Only the 3 new special-token embeddings are learned from scratch; the rest of the
transformer is fine-tuned and the pretrained vocabulary embeddings are frozen.
## Results
Greedy accuracy (N=1000/cell; random = 25% on the 4-option OOD sets).
| model | In-dist (held-out) | MedQA (OOD) | MedMCQA (OOD) | latency/query† |
|---|---|---|---|---|
| Base Qwen3-1.7B (zero-shot) | 50.9% | 45.7% | 42.8% | ~7.8 s |
| CoT (explicit SFT) | 47.3% | 42.3% | 42.4% | ~22 s |
| **RiM v1 (this model)** | **53.6%** | 45.1% | **47.2%** | **35 ms** |
| RiM v2 (MCQ-weighted Stage 2) | 53.2% | **46.9%** | 47.2% | 35 ms |
- RiM is **best or tied on all three benchmarks** while answering **~220× faster than
the base and ~630× faster than CoT** per query — because it reads the answer out of
the memory blocks instead of autoregressively generating a reasoning trace.
- In-distribution **pass@8 ≈ 85%** (vs ~54% greedy), and accuracy is **stable across
memory budgets** K∈{1,2,4,8}.
- Honest notes: differences on MedQA are within noise (~±1.5%); the explicit-CoT SFT
baseline slightly *underperforms* the zero-shot base here (fine-tuning on the
mixed-quality, 91%-open-ended traces modestly hurt the strong base instruct model).
**Latency methodology.** Single-request (batch=1) answer generation on one RTX PRO
6000, bf16, warmed up, mean over 32 samples.
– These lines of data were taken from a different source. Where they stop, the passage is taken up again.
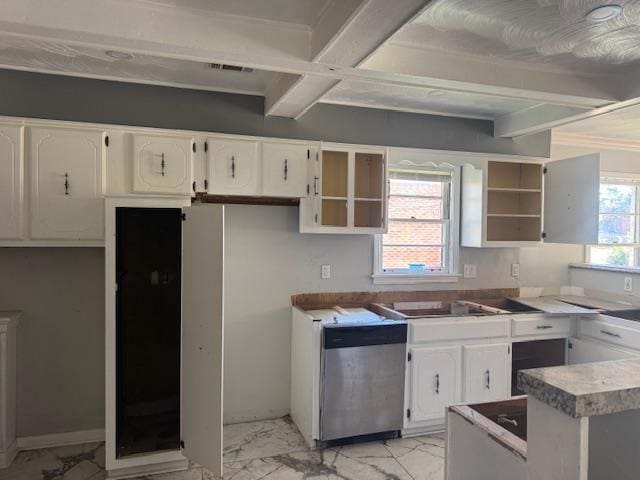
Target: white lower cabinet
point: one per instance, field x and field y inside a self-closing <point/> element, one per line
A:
<point x="284" y="169"/>
<point x="162" y="164"/>
<point x="66" y="184"/>
<point x="487" y="372"/>
<point x="10" y="183"/>
<point x="436" y="382"/>
<point x="587" y="351"/>
<point x="233" y="166"/>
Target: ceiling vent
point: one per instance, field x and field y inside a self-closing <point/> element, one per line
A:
<point x="231" y="68"/>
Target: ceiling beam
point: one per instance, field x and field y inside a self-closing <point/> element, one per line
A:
<point x="349" y="32"/>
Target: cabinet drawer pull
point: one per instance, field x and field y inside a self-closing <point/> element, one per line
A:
<point x="611" y="334"/>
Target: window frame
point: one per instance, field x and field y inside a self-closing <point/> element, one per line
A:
<point x="451" y="246"/>
<point x="619" y="178"/>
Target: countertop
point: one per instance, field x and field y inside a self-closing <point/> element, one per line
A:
<point x="588" y="389"/>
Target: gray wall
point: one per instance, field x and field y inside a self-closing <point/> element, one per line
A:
<point x="60" y="338"/>
<point x="267" y="261"/>
<point x="67" y="98"/>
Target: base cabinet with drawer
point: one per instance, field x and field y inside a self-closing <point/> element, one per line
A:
<point x="435" y="375"/>
<point x="487" y="372"/>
RiM = 35 ms to generate the answer (the
pure forward-pass readout is **12 ms**); base/CoT must generate ~520 / ~1460 tokens
(~7.8 s / ~22 s). Under large-batch serving the per-sample *throughput* gap is smaller
(≈8 ms vs ≈1 s) but the single-query latency above is what a user waits for one answer.
## Usage (single forward pass, no generated reasoning)
```python
import torch, re
from transformers import AutoModelForCausalLM, AutoTokenizer
REPO = "NDIJayant/OpenMed-qwen3-1.7b-RIM"
K, M = 8, 2 # memory blocks; <rim_m> tokens per block
tok = AutoTokenizer.from_pretrained(REPO)
model = AutoModelForCausalLM.from_pretrained(
REPO, dtype=torch.bfloat16, attn_implementation="sdpa").cuda().eval()
b, m, eb = (tok.convert_tokens_to_ids(t) for t in ("<rim_b>", "<rim_m>", "<rim_eb>"))
block = [b] + [m] * M + [eb]
PREFIX = tok.encode("The final answer is \\boxed{", add_special_tokens=False)
@torch.no_grad()
def answer(question: str) -> str:
q = tok.apply_chat_template([{"role": "user", "content": question}],
tokenize=True, add_generation_prompt=True,
enable_thinking=False)
ids = q + block * K + PREFIX
out = model.generate(torch.tensor([ids]).cuda(), max_new_tokens=8,
do_sample=False, pad_token_id=tok.eos_token_id)
gen = tok.decode(out[0, len(ids):], skip_special_tokens=True)
mtch = re.search(r"([A-J])", gen)
return mtch.group(1) if mtch else None
q = ("Which vitamin deficiency causes scurvy?\n"
"A: Vitamin A\nB: Vitamin B12\nC: Vitamin C\nD: Vitamin D")
print(answer(q)) # -> "C"
```
Use `attn_implementation="sdpa"` (not flash-attention) if you ever need the custom
masked training path; for this single-pass inference plain causal attention is fine.
## Training
- Base: `Qwen/Qwen3-1.7B` (dense, full-attention). Data: `OpenMed/Medical-Reasoning-SFT-Mega`
(mixture of multiple-choice + open-ended; trained on the full mixture, evaluated on
the MCQ subset).
- Stage 1: 6 epochs, one memory block per reasoning step, linear-relative supervision
anneal. Stage 2: 2 epochs, K=8 blocks, anytime-answer objective, lower LR + higher
dropout. bf16, 8× GPU, custom 4D attention mask (SDPA).
- Code: training/eval/benchmark scripts are released alongside this model.
## Limitations
In-distribution eval uses auto-extracted answer letters from a held-out slice of the
training dataset. Single model size (1.7B) and seed. English only. The OOD numbers
(MedQA/MedMCQA) are 4-option; in-distribution is up to 10-option. Not safe for any
real-world medical decision-making.
## Citation
```bibtex
@article{aichberger2026rim,
title = {Unlocking the Working Memory of Large Language Models for Latent Reasoning},
author = {Aichberger, Lukas and Hochreiter, Sepp},
year = {2026}
}
```
Also cite `Qwen/Qwen3-1.7B` and `OpenMed/Medical-Reasoning-SFT-Mega` (both Apache-2.0).